In this how-to article, we will discuss the main techniques on how to add a custom link-layer dissector to Wireshark. This article can be used by anyone for any custom protocol and is also applicable to dissecting custom frame data by Wireshark when using the EMBEDnet “Protocol Emulation Tool Kit”
Reference: “Protocol Emulation Took Kit User guide” on how to create live frame captures when using Wireshark with LUA scripts.
Anything not covered in this how-to is left upto the reader to research.
General assumptions:
- All frame data is custom and does not reference an existing link-layer protocol
- Frame data can be directed to Wireshark using a standard pcap format live via pipes or sometime later using stored pcap file.
There are several methods on how-to write Wireshark dissectors, two of the most common are: compiled “C” dissector and LUA script. Here, we will be using LUA scripts to implement our custom link-layer dissector.
Some of the key points with custom dissectors are:
- A custom dissector needs to define its own dissector table. Most other dissectors, like those that use UDP frame data, reference a preexisting link-layer protocol, like Ethernet, or IEEE 802.15.4.
- User defined link layers are referenced in Wireshark within the range: 147-162 DLT_USER0-DLT_USER15
- A custom dissector needs to be manually registered in Wireshark whereas pre-configured link-layer based dissectors do not require manual registration.
The general process for creating a custom dissector is:
- Find an example dissector as a base to modify and create your new dissector. Just do a www search on “Wireshark LUA scripts”. An example lua script will be provided as a reference below.
- Reference the LUA script documentation as needed.
- Use your frame header structure as a reference when creating the output format for the dissector.
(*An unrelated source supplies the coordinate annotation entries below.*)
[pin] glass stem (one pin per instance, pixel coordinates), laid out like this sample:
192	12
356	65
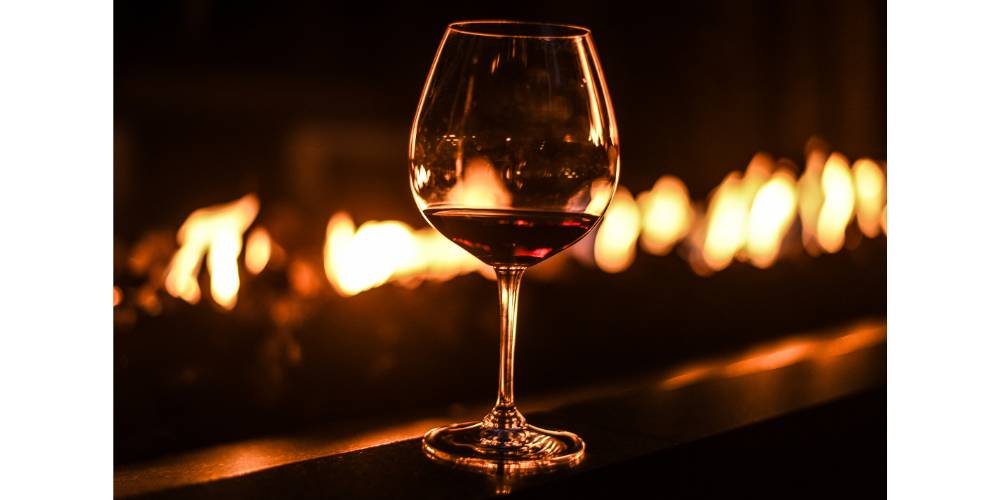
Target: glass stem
509	285
504	425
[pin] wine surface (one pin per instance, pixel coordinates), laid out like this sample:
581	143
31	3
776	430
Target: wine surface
511	237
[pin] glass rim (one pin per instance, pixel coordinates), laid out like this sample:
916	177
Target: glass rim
479	27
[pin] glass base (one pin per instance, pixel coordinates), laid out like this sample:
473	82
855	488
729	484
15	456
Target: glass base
523	450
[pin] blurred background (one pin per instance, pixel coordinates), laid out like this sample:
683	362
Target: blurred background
273	274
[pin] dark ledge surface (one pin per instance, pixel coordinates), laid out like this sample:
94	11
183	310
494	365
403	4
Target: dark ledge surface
802	416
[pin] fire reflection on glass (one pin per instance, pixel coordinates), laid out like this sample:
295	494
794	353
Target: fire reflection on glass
750	217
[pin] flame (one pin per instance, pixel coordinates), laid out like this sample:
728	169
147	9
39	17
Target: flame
479	186
218	231
869	185
258	250
355	261
838	203
666	215
771	215
614	246
747	218
725	223
811	199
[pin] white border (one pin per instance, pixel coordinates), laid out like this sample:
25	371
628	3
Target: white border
944	206
56	249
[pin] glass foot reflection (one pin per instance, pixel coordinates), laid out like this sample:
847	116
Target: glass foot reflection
526	449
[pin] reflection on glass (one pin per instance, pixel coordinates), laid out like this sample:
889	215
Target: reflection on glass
514	157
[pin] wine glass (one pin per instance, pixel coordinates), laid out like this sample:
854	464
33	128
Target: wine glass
514	156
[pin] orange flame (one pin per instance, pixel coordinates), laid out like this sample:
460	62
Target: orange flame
218	232
355	261
614	245
811	199
258	250
771	215
869	185
838	203
666	215
479	186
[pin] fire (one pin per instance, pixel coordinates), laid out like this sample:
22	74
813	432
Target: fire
725	223
614	245
479	186
771	215
747	218
869	185
218	232
666	215
811	199
355	261
729	210
838	203
258	250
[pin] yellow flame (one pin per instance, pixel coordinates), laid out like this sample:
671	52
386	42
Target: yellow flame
811	199
666	215
218	231
838	203
771	215
479	186
614	245
355	261
725	223
258	250
869	185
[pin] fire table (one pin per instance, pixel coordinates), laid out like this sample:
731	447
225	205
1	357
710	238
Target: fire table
801	415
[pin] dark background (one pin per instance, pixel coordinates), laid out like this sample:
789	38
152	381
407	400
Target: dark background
310	105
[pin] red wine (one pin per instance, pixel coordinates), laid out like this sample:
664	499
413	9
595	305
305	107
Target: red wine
510	237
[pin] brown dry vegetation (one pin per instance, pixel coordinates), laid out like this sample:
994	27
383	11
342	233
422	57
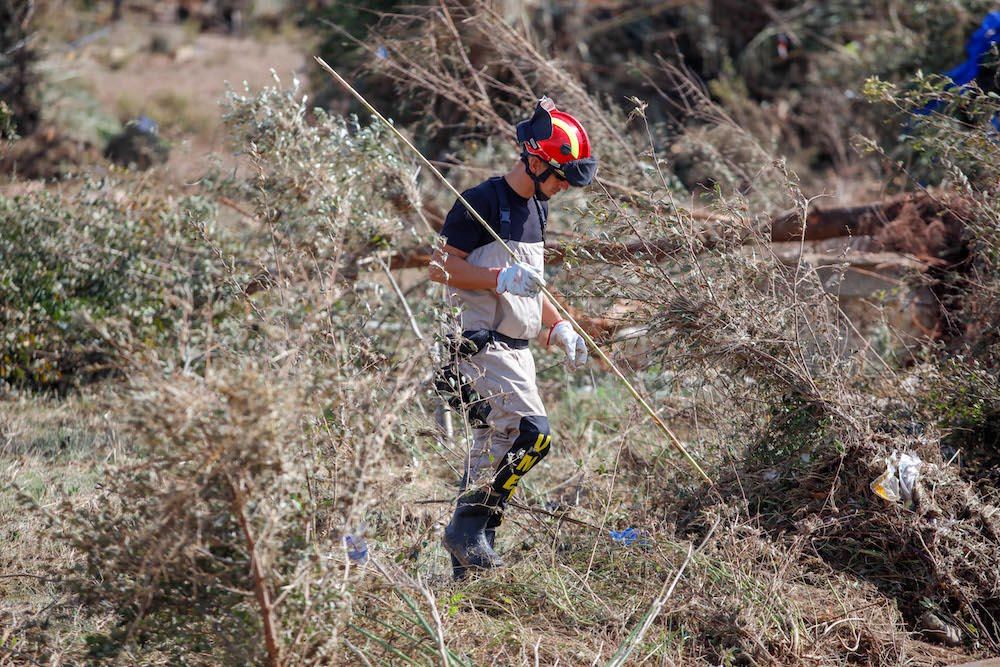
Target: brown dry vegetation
209	383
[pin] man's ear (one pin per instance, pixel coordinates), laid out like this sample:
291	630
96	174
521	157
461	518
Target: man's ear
537	165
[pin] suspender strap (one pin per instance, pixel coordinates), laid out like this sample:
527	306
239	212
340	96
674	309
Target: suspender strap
501	190
483	337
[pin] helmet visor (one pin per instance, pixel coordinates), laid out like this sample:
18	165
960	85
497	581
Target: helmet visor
536	128
579	172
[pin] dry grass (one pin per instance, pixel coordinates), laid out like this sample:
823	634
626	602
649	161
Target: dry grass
204	501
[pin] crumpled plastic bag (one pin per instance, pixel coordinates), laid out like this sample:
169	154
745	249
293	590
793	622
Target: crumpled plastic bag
630	537
902	471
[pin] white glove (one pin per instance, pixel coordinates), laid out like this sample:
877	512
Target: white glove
520	280
565	336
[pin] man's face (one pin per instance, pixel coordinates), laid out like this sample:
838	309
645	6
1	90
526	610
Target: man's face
552	185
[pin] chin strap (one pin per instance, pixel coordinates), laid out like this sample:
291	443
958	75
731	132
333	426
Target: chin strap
538	180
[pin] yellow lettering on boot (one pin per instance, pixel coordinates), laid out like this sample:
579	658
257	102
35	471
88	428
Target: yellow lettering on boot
526	462
511	483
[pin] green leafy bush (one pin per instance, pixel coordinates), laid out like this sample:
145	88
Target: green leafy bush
84	273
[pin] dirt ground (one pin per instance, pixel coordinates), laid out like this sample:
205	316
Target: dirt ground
178	76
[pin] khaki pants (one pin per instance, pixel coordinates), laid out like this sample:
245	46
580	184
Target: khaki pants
506	378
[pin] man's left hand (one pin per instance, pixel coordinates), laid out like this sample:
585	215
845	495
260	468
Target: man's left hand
563	335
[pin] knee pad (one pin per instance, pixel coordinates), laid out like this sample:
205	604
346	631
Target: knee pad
530	447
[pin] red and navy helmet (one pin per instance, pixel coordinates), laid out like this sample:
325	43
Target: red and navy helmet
558	139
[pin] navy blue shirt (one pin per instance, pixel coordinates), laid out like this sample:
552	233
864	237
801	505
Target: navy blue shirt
527	217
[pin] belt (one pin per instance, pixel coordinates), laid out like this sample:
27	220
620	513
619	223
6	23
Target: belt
481	337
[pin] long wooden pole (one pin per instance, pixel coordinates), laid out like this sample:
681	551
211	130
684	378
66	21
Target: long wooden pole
562	310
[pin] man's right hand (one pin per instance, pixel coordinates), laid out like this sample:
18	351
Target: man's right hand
520	280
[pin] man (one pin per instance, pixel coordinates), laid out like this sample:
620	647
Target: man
491	376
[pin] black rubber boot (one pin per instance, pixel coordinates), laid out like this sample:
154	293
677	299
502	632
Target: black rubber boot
470	537
459	571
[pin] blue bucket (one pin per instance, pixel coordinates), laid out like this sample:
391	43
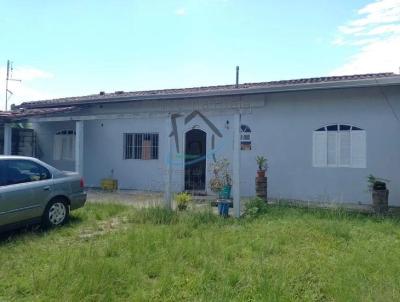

- Step through your header structure data and specify the output format for each structure member within the LUA script.
- Make sure that the LUA script is complete.
- Test the LUA script.
Our example dissector will be based on the following packet structure:
[UINT8:size][UINT8:dest][UINT8:src][UINT8:seq][UINT8:data-0..data-n][UINT8:chksum]
Here is our example.lua script. Free free to copy this for your own use.
Note how the custom dissector table is created and referenced within the script and the custom link-layer 147 is used.
DissectorTable.new(“example-table”)
example_protocol.fields = { message_length,dest,src,seq,cont }
function example_protocol.init()
DissectorTable.get(“example-table”):add(147, example_protocol)
end
function example_protocol.dissector(buffer, pinfo, tree)
length = buffer:len()
if length == 0 then return end
— these are the column displayed in wireshark.
— to add/remove columns, rt click on the column and edit
— add the column data here, reference pinfo for available data types
pinfo.cols.protocol = example_protocol.name
pinfo.cols.dst = buffer(1,1):uint()
pinfo.cols.src = buffer(2,1):uint()
pinfo.cols.net_dst = buffer(4,1):uint()
local subtree = tree:add(example_protocol, buffer(), “Tpeer Protocol Data”)
subtree:add_le(message_length, buffer(0,1))
subtree:add_le(dest, buffer(1,1))
subtree:add_le(src, buffer(2,1))
subtree:add_le(seq, buffer(3,1))
subtree:add_le(cont, buffer(4,1))
end
— for custom protocols not based on an existing dissector protocol:
— need to add protocol to: wireshark: edit->preferences->protocols->DLT_USER->new->Payload protocol=”protocol name”
— where protocol name is name from arg1 of Proto() definition above
table = DissectorTable.get(“example-table”)
table:add(147, example_protocol)
Registering the custom dissector in wireshark:
1. Navigate to: Edit->Preferences->Protocols->DSLT_USER->Edit->new
2. Select the DLT user value that matches the DTL used in the LUA script:(147)
3. Set Payload protocol = First string argument of the Proto() LUA call.
4. Example: in example.lua, example_protocol = Proto(“example”, “example protocol”)
5. Use “example” as the Payload protocol
Now, if example.lua is used, frame data generated from the “Protocol Emulator Tool Kit” can be dissected using this script and wireshark will display the dissected frame data. Wireshark filters may also be applied to the frame data capture session.